Obsidian AI Chat Notes

December 14, 2025

An automated pipeline that turns years of raw LLM chat exports into searchable, indexed notes (this website is built on this tool).

Objective

I wanted a system that could turn my old LLM chat conversations into useful notes I could actually search, reference, and show to other people. The goal was to organize and summarize my entire chat history in Obsidian with strong privacy controls, flexible extraction, and clear narrative output.

Setup & Data Import

Over the years, as my LLM chat history kept expanding (by now I have hundreds of conversations), it became difficult to keep track of those conversations- where did we talk about this or that, when was this tool mentioned, what did the model say about this, and so on. I was doing a lot of scrolling.

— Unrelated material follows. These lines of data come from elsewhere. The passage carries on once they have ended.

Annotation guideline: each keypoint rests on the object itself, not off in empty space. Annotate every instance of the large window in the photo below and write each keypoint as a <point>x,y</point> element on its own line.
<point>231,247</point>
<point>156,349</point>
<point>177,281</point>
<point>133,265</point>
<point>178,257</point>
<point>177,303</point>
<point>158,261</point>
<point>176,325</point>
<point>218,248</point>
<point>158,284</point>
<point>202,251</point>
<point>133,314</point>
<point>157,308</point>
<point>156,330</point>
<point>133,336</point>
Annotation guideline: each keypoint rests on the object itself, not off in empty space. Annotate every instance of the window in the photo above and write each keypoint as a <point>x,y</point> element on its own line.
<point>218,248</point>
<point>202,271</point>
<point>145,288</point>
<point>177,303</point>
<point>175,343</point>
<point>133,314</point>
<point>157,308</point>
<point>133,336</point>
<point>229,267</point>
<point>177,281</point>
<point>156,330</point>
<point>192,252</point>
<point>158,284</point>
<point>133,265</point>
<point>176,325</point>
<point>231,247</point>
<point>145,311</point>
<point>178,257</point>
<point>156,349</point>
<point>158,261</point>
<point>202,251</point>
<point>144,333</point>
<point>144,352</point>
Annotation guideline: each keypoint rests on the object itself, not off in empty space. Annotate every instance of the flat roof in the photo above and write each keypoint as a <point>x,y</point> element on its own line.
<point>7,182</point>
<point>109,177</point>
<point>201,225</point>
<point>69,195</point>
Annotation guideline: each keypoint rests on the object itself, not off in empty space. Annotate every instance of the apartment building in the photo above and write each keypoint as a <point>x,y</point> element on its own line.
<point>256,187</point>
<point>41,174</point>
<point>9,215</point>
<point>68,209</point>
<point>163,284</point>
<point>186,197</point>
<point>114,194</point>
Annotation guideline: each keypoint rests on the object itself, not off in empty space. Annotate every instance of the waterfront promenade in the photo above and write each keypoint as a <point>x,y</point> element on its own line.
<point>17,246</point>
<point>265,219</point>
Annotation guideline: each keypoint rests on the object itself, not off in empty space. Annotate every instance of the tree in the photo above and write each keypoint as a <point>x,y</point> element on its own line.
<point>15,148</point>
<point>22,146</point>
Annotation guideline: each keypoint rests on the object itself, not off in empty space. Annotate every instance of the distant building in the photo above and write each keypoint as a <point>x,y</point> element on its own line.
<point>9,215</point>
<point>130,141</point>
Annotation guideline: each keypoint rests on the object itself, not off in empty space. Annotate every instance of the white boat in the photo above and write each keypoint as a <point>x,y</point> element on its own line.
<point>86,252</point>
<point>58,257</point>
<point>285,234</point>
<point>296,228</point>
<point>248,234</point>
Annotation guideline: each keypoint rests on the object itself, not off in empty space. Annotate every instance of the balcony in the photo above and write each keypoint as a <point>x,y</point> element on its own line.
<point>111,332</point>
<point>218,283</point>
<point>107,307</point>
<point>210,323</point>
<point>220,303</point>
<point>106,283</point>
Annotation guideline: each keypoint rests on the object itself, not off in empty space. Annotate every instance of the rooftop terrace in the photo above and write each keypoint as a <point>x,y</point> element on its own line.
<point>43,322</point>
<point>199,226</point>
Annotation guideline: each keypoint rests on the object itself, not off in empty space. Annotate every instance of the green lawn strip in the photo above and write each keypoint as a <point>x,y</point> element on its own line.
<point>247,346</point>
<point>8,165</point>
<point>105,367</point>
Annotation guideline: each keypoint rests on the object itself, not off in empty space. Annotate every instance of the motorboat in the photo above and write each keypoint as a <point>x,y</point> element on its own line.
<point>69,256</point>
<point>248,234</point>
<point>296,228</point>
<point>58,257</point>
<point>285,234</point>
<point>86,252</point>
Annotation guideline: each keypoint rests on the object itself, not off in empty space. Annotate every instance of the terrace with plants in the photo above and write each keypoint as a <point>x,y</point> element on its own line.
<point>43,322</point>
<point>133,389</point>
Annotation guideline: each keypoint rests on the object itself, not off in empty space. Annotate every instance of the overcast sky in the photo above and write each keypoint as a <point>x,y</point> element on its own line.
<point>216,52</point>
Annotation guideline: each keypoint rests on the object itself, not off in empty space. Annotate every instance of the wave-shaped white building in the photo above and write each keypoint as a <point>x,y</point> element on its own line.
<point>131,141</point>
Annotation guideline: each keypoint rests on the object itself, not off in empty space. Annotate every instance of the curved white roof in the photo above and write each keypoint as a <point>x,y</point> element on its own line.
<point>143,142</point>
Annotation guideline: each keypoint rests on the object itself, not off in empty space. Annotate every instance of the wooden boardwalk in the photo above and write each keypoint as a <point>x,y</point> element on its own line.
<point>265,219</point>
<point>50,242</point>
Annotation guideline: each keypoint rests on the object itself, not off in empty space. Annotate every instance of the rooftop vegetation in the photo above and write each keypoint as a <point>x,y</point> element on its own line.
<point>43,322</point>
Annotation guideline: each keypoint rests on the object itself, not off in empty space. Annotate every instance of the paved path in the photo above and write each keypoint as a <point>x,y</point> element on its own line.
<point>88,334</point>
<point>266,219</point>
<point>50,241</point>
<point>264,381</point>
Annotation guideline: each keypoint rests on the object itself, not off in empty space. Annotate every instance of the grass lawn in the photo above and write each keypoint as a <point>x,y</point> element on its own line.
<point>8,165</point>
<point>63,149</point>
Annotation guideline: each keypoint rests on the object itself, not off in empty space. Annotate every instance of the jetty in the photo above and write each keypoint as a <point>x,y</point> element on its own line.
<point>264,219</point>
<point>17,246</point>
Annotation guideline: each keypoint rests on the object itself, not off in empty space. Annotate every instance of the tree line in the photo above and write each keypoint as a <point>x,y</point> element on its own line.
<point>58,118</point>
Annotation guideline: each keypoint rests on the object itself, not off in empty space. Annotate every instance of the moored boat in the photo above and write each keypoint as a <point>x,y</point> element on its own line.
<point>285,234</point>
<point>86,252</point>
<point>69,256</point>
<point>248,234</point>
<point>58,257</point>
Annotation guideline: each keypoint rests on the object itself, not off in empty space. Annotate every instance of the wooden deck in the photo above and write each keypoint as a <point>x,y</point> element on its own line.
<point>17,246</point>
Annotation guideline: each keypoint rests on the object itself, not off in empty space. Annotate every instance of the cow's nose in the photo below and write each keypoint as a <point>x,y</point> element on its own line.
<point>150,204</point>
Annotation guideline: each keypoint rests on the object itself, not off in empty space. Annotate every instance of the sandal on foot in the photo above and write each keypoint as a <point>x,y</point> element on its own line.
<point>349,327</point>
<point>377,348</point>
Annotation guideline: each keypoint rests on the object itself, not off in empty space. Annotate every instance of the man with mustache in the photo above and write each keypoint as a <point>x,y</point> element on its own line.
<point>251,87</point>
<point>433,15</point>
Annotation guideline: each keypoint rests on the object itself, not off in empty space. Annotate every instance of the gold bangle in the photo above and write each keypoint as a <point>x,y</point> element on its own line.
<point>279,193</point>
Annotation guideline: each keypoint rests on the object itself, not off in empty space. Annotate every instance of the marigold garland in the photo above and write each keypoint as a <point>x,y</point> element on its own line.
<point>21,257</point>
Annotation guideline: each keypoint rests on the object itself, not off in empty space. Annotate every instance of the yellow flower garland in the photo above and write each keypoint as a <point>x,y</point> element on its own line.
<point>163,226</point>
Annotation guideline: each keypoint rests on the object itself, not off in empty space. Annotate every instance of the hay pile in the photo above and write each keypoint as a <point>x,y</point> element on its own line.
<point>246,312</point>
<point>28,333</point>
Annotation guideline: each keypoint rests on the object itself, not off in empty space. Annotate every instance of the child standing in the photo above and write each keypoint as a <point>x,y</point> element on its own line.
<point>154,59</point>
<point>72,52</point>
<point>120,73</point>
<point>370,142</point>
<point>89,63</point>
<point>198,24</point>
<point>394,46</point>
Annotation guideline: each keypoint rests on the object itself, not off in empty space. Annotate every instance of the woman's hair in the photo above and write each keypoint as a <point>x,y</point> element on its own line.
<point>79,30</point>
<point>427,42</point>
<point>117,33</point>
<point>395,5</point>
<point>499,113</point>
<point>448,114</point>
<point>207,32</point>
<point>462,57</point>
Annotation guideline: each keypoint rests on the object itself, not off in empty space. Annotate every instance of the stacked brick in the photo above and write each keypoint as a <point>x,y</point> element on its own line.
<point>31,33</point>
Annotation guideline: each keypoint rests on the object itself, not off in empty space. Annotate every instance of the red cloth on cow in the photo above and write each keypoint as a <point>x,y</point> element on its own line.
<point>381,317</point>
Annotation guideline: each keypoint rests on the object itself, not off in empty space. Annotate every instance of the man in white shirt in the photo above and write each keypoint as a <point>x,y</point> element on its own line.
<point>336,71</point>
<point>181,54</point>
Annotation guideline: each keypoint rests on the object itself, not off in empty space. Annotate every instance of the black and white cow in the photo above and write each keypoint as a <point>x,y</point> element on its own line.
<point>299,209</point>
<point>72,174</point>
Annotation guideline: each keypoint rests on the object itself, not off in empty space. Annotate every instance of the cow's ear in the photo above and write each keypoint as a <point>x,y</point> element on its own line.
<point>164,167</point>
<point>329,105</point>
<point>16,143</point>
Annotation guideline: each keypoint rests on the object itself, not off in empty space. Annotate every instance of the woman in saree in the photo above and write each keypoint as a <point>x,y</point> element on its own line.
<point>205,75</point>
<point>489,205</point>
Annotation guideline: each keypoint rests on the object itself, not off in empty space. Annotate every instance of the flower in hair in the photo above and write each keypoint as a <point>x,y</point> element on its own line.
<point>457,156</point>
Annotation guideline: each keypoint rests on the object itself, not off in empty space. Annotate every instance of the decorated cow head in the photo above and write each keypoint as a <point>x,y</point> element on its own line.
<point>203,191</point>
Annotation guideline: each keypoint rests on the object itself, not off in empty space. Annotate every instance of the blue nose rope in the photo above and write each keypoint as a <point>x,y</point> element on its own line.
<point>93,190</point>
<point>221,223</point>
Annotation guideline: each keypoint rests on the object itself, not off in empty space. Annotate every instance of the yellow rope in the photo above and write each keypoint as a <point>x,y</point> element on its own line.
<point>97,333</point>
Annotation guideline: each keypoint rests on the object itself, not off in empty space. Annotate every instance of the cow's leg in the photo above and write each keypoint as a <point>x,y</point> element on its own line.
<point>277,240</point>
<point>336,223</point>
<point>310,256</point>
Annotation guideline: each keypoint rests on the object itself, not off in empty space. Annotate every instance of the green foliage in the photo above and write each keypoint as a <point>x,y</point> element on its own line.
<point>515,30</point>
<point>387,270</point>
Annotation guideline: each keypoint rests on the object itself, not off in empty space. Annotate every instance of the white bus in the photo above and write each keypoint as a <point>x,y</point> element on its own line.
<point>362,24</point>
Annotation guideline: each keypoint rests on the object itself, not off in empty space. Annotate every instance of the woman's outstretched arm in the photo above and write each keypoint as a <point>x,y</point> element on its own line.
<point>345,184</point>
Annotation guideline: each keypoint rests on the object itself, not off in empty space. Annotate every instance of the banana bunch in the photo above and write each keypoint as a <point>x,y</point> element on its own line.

In addition, I felt that, because I ran anything work related by an LLM, it was an extremely valuable standalone asset. However, in its current form, it could not really be shared or displayed. So I exported all of my chats and began to figure out how to parse and render them in an accessible, easy-to-browse format. The result is the website you're reading right now. Here's how I did it.

First, I started by choosing Obsidian as my knowledge base. I started a vault for projects and chat logs, exported my ChatGPT conversations, and wrote Python scripts to batch-convert the raw conversations.json into Markdown files. This included handling filename normalization for Windows compatibility.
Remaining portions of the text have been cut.